Still I look at him and tell him to remember there are some things about me that no one but me can ever tell, share or explain properly.
You can’t screw an old head on young shoulders so who knows what he hears or remembers so I rely upon actions to to help.
I don’t miss many days at the gym and he’ll tell you I didn’t complain about hurting my arm for days after I did it.
Mostly that came because I was irritated it wasn’t working properly.
But he also knows that doesn’t mean one needs to suffer in silence. If you have a problem that merits complaining you don’t do so without trying to figure out a solution too.
****
I am lying on my back on the bench press in mid January telling myself I ought to get spotter because 255 isn’t something I can just throw around anymore.
In my head I see the 25 year-old who could pump out sets of far more and wonder if I can pull him forward.
In my head I see my father after he finished training with his trainer and then I see him years later after he let himself go.

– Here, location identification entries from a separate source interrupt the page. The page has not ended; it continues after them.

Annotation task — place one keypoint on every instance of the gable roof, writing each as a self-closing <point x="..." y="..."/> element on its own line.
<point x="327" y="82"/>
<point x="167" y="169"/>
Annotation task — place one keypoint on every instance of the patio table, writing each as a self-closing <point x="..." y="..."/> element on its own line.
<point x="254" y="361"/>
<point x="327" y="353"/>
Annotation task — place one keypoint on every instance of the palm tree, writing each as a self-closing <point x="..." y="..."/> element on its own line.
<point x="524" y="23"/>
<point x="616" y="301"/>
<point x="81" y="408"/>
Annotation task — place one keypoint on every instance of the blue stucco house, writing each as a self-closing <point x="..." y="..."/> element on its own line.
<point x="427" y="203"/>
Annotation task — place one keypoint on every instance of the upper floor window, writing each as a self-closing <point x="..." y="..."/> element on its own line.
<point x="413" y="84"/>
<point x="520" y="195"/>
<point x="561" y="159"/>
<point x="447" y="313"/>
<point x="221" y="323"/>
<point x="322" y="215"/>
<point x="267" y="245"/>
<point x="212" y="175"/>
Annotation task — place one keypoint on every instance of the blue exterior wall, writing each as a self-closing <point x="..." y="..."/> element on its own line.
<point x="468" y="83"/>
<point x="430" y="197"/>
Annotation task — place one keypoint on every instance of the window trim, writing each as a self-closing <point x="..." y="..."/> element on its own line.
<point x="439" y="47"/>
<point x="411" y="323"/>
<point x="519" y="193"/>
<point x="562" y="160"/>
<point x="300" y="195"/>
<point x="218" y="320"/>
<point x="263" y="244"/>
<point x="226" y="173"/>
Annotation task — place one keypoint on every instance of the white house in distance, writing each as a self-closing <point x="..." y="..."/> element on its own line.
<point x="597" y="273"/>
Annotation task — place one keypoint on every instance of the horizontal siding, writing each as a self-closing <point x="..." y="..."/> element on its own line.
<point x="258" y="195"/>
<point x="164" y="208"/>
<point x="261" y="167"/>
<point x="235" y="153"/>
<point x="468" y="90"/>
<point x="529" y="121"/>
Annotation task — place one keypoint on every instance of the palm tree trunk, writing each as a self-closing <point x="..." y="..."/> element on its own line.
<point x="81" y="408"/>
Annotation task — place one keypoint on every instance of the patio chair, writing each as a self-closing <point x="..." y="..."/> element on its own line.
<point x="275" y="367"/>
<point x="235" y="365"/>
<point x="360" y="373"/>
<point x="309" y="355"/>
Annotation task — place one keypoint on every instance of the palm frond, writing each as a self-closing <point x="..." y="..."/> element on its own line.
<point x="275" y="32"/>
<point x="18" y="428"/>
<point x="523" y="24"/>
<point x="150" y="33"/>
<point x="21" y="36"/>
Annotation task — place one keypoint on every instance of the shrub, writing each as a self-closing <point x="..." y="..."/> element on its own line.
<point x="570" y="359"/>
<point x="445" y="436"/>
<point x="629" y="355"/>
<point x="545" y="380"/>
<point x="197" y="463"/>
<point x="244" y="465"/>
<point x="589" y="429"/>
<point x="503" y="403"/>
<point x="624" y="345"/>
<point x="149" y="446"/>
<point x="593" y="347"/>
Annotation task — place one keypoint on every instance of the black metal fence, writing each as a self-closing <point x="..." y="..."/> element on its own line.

I pump out three reps with more ease than I expected and realize I am good, I could put another 50 or 60 on there.
It’s an ego boost but I decide I don’t need it cuz a 50 something year-old Josh has learned to be patient.
But I think about it some more because it is only a few months since October and I pulled myself off of the floor using arm strength.
Roughly two weeks later I’ll tear that tendon and then a week later be talking to a surgeon. A surgeon who says if I don’t do the surgery I’ll lose 40 percent of my arm strength.
“Doc, I tore it curling 115 pounds. I am doing dips with five 45 pound plates on both arms. If I lose 40 percent I am still stronger than most my age” is what I want to say but I don’t.
I can hear my father’s voice alongside some friends who tell me if I don’t do the surgery I’ll kick myself down the road.
I am really angry, mostly with myself but also with a few others. I throw lightning bolts, breath fire and lazer beams shoot from my eyes.
Can’t figure out why some things have to be so damn hard especially when I have worked so hard to get things to a certain place.
But I take a breath, remind myself I didn’t die as much because I chose not to as anything and that I have a chance to do so many things again if I want to.
A voice inside my head says ‘yes’ and I hear applause and then mutter “people will think you’re crazy if they see you talking to yourself.”
I don’t care, they can think whatever they want. I am going to do as I am going to do and they can accept it or get out of my way.
What I Would Say To You
Sometimes you lie upon the proverbial therapist’s couch reviewing life choices and you say you’re just looking for closure.
Sometimes that doc tells you that you have to give yourself closure because you can’t look for it elsewhere.
I believe it and I know that it is one of the things that changed post October.
There are moments where I think maybe those two bags of Iron have kicked in because I feel surges of energy that feel familiar.
And moments where I think it hasn’t happened yet because I am so damn tired.
But I don’t put too much stock in the moment because I am mid treatment. I don’t think they’re going to figure out I have some terrible cancer or some dread disease.
I think this will be something I look back at as being terribly inconvenient but also useful at having made me slow down and look around.
When I look at myself in the mirror the body is still a long way off from where I want it to be. Need to do more work on flexibility and balance.
Need to keep working on functional strength so that I can pick myself and the grandkids off of the floor.
I am really starting to get into those farmers walks. Just need to continue to be patient so I can start piling real weight upon my left arm.
What I would say to you is a good question isn’t it. Am I talking to you or am I talking to myself. Could be one or both.
What gets me excited is the future is unwritten and I think some things that I thought would happen never will and that things I thought impossible are going to.
Thirteen years later I suspect I am about to find out all sorts of stuff.